Sketcher of various interrelated fourfolds.
March 8, 2007.The following is adapted from my post to peirce-l back on September 21, 2004. I've edited it here and there, for various reasons, and I will probably edit it further. In particular, I soon afterward came to the view that aesthetics (as study of the beautiful) and ethics (in the broad sense) aren't on a par, and that even Peirce's "esthetics" (as study of the good qua the admirable) isn't broad enough. I coined a word "aesthematics," from Modern Greek's word for "sensibility," as a word broad enough for such a study.
Design and architecture seem to tend toward customized or tailored practical application. Questions of character and decision-making, ethics in its original broader-than-morality sense, seem more specially relevant to design and architecture than do questions of beauty and delight. There isn't a word generalizing from "ethics" to encompass both individuals and polities, so I'll just speak of "ethics" in a broad sense, like C.S. Peirce does, as including politics.

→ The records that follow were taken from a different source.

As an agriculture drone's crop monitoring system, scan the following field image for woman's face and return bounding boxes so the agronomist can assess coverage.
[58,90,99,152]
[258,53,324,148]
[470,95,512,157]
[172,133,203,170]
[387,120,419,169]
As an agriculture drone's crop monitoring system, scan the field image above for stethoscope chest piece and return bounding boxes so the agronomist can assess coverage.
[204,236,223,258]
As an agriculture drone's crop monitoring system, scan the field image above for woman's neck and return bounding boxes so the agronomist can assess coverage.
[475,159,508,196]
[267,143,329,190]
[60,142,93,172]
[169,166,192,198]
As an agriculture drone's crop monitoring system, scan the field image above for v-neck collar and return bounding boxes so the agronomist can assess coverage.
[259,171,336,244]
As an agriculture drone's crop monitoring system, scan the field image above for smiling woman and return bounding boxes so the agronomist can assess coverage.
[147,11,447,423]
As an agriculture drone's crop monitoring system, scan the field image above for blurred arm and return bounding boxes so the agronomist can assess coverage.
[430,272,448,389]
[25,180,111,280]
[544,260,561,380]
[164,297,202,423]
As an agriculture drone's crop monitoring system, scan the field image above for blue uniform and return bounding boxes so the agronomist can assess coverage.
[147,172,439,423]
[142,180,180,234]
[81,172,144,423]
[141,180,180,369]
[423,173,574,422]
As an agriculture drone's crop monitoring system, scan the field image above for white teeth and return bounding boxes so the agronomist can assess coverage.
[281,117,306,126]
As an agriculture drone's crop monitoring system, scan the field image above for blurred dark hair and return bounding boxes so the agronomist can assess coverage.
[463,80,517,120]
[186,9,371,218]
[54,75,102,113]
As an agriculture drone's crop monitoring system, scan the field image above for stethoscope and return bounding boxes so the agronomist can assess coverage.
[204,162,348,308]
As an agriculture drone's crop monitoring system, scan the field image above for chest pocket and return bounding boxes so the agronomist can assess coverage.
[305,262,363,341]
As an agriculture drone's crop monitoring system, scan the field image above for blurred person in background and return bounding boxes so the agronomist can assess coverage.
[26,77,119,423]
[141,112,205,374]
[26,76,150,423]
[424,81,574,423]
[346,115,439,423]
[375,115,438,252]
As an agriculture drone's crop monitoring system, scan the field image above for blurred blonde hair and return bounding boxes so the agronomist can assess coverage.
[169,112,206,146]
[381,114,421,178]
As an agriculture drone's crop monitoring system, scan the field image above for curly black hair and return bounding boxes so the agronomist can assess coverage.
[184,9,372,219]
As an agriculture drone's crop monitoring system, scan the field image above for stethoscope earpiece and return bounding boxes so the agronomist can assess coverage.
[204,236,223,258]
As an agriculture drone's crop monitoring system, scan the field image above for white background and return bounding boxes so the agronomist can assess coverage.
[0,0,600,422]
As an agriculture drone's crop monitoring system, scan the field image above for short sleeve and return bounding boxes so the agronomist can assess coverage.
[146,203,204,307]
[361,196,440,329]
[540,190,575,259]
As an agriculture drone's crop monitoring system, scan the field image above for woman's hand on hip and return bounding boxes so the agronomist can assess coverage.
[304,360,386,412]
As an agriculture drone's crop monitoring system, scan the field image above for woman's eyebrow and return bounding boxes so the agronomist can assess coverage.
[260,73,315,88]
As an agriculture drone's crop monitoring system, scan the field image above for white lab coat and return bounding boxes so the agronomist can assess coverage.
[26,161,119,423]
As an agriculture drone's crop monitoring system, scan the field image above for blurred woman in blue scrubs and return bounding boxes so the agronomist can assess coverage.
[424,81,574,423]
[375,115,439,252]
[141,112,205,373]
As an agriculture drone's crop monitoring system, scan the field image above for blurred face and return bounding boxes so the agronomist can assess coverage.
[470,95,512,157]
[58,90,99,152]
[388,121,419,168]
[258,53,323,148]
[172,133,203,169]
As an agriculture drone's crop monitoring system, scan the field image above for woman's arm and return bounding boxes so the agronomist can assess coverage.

Since much of architecture is concerned with use by many people at a time, the politics seems relevant. I can think of a personal experience, a minor example, as might be expected from my more general lack of focus on architecture. I worked for some years in a building which, from afar, looked at once tall and hunched and not especially beautiful. I noticed a number of nice things about working in it: the floors aren't very large, so you didn't feel like you were working in a hive. This was a virtue made of necessity, since the company did not have a larger area on which to build (but they have finally gotten sufficient neighboring land and are preparing to build a second building there next to the first). Second, I noticed that its floors were so shaped that, at each expected corner, there were three corners, allowing not just four but up to twelve corner offices on each floor. (On the majority of floors, the "middle" corner in each of the four trios of corners had no office but had chairs, a table, full-length windows, and was reached by a walk-path turning the corner there -- quite a nice amenity for everybody). This was not a necessity but a design choice, one that definitely rendered less extreme and claustrophobic and sunlight-blocking the consequences of office hierarchy. An excellent design choice in political terms. (I didn't like the smaller upper floors, they were too small, a person (me) needed to use the elevators altogether too often, while the stairways were kept off limits by lawsuit frenzy and some folks' desire to deny a conspicuous advantage to the physically fit.)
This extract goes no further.